How Silicon Valley is dealing with California's housing crunch

Linkedin is latest to invest in affordable housing

Some of Silicon Valley's biggest employers want to make it easier for their workers to find a place to live in the country's most expensive housing market.

The networking site LinkedIn has invested $10 million in an initiative by Housing Trust Silicon Valley to create more affordable housing in the Bay Area. A piece of LinkedIn’s investment to the trust's TECH Fund was used to purchase a development site in Mountain View, California, for 70 apartments that will be priced at below-market rates.

"We must all take ownership of the affordable housing crisis in the Bay Area, and invest in compassionate solutions," said Katie Ferrick, head of community affairs at LinkedIn. "This partnership with Housing Trust through the TECH Fund is a creative way to make community impact investing a viable way for companies to address the need for housing."

Linkedin's investment comes a few months after Facebook unveiled plans to develop a 56-acre site across the street from its Menlo Park headquarters. When completed, the company's Willow Campus will be an "integrated, mixed-use village" with 1,500 housing units -- with 15 percent dedicated as affordable housing -- and 125,000 square feet of retail space, including a grocery store and pharmacy.

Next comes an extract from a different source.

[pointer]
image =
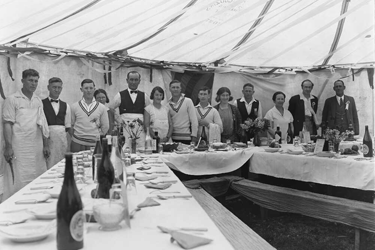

Late last year, Facebook ponied up $20 million to create a partnership of community-based groups. The partnership's first project is the Catalyst Housing Fund to "pursue innovative and scalable ways to increase the production and protection of affordable housing." 

Also last summer, Alphabet, Google's parent company, announced it will invest $25 million to $30 million to build temporary modular housing for 300 employees. According to The Wall Street Journal, the units will be constructed by the start-up Factory OS, whose CEO told the newspaper that a similar project saved tenants $700 a month in rent.

Such investments are sorely needed in Silicon Valley and the Bay Area, largely because hiring by tech companies has created an enormous gap between the demand for housing and the supply.

The median sales price for a home in and around San Jose in the third quarter was $1,165,000, up nearly 17 percent from 2016, according to the National Association of Realtors. In San Francisco, prices were up more than 10 percent in third quarter 2017 to $900,000.

Increasingly, even highly paid software engineers are finding themselves priced out of the real estate market. One analysis estimated that tech company employees in San Francisco could expect to pay as much as 50 percent of their salary for an apartment within walking distance from work.